1991
> Each RNN tries to solve the pretext task of predicting its next input, sending only unexpected inputs to the next RNN above. This greatly facilitates downstream supervised deep learning such as sequence classification. By 1993, the approach solved problems of depth 1000 (requiring 1000 subsequent computational stages/layers—the more such stages, the deeper the learning). A variant collapses the hierarchy into a single deep net. It uses a so-called conscious chunker RNN which attends to unexpected events that surprise a lower-level so-called subconscious automatiser RNN. The chunker learns to understand the surprising events by predicting them. The automatiser uses my neural knowledge distillation procedure of 1991 [UN0-UN2] to compress and absorb the formerly conscious insights and behaviours of the chunker, thus making them subconscious. The systems of 1991 allowed for much deeper learning than previous methods.
https://people.idsia.ch/~juergen/very-deep-learning-1991.htm...
It's unfortunate that Schmidhuber has both made many seminal contributions to the field, but also engages in "retroactive flag planting" whereby he claims credit for any current successes that are remotely related to anything he has worked on, even if only in terms of hand-wavy problem approach rather than actually building upon his own work.
It's obvious that things like memory, on various timescales (incl. working), selective attention, surprise (i.e. prediction failure) as a learning/memorization signal are going to be part of any AGI solution, but the question is how do you combine and realize these functionalities into an actual cognitive architecture?

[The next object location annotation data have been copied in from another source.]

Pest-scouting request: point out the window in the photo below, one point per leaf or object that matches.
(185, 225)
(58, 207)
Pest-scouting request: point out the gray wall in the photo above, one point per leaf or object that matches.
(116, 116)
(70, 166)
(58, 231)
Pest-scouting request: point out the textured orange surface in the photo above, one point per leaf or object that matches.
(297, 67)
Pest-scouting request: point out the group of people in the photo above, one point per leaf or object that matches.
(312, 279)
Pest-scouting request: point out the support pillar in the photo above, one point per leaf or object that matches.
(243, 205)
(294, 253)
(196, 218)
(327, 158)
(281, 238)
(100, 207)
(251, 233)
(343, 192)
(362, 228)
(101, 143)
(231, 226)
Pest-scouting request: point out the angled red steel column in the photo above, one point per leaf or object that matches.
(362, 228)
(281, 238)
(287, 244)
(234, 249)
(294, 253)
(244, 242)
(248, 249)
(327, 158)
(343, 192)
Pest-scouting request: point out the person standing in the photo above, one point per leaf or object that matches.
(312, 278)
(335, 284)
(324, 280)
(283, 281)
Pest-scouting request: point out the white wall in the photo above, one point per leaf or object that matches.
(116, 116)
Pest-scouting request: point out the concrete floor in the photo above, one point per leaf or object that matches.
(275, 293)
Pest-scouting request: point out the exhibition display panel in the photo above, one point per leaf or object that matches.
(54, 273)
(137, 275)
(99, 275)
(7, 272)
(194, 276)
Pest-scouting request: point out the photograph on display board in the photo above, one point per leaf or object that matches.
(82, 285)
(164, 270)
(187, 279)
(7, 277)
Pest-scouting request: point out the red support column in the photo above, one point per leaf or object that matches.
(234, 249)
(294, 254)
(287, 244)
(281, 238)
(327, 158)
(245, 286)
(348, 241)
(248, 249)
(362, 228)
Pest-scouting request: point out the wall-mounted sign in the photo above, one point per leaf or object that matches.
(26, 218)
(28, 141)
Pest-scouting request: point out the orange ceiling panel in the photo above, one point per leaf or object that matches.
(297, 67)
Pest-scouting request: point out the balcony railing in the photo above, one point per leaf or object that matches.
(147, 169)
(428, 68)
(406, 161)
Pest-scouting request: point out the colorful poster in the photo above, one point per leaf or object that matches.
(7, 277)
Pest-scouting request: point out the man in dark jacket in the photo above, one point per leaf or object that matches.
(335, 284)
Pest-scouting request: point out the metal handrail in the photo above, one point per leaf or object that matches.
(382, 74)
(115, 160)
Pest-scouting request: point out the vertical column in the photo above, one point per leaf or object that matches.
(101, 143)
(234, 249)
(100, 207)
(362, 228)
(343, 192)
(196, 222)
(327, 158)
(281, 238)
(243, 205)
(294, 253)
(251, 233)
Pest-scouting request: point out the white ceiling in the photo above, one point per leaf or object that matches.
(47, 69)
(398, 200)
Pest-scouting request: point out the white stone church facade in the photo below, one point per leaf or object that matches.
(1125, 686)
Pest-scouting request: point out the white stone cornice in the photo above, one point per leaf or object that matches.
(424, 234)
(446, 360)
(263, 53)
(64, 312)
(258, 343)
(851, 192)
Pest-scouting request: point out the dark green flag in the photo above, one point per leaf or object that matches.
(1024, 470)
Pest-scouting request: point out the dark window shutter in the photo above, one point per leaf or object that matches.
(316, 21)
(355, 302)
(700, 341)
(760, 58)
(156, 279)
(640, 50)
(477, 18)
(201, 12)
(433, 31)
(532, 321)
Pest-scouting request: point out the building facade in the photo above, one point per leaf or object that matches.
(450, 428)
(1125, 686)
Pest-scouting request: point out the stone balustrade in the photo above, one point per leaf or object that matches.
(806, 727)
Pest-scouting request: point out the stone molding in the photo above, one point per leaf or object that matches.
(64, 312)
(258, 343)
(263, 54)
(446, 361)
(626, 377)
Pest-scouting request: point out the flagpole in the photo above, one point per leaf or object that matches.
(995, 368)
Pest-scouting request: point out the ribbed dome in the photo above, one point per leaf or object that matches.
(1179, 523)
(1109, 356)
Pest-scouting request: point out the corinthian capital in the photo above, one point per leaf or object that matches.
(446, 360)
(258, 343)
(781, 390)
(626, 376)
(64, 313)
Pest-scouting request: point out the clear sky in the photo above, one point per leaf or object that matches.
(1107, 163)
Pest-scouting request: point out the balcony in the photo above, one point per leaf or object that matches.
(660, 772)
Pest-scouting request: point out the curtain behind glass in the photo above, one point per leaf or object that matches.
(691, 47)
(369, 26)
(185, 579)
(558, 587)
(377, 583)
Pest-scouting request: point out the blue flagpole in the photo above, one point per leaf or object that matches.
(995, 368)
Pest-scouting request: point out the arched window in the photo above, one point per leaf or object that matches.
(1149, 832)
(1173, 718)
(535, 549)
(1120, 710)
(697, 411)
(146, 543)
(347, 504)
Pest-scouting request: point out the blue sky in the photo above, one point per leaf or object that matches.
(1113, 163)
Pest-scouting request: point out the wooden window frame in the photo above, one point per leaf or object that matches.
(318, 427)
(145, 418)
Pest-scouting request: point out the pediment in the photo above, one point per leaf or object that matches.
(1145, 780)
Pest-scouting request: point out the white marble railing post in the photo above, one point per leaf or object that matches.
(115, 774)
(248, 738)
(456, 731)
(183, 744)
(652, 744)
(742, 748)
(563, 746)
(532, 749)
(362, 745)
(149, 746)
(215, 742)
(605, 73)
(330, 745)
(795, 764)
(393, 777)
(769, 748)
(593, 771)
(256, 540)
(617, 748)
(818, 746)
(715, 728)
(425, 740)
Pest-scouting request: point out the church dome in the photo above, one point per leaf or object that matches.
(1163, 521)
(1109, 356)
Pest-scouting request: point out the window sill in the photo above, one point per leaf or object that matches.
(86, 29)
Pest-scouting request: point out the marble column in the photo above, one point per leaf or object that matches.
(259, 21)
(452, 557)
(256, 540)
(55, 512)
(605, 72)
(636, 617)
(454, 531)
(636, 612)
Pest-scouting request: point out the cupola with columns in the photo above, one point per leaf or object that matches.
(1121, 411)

Schmidhuber (or in this case you, on his behalf!) effectively saying "I worked on that problem, years ago" is irrelevant. He also worked on LSTMs, which learned to memorize and forget, and the reference section of the "Titans" paper leads to many more recent attempts - different proposed architectures - addressing the same problems around (broadly speaking) learning how best to use working memory. Lots of people suggesting alternatives, but it would seem no compelling solution that has been published.
If it's one of the commercial frontier model labs that does discover the next piece of the architectural puzzle in moving beyond transformers towards AGI, I very much doubt they'll be in any hurry to publish it!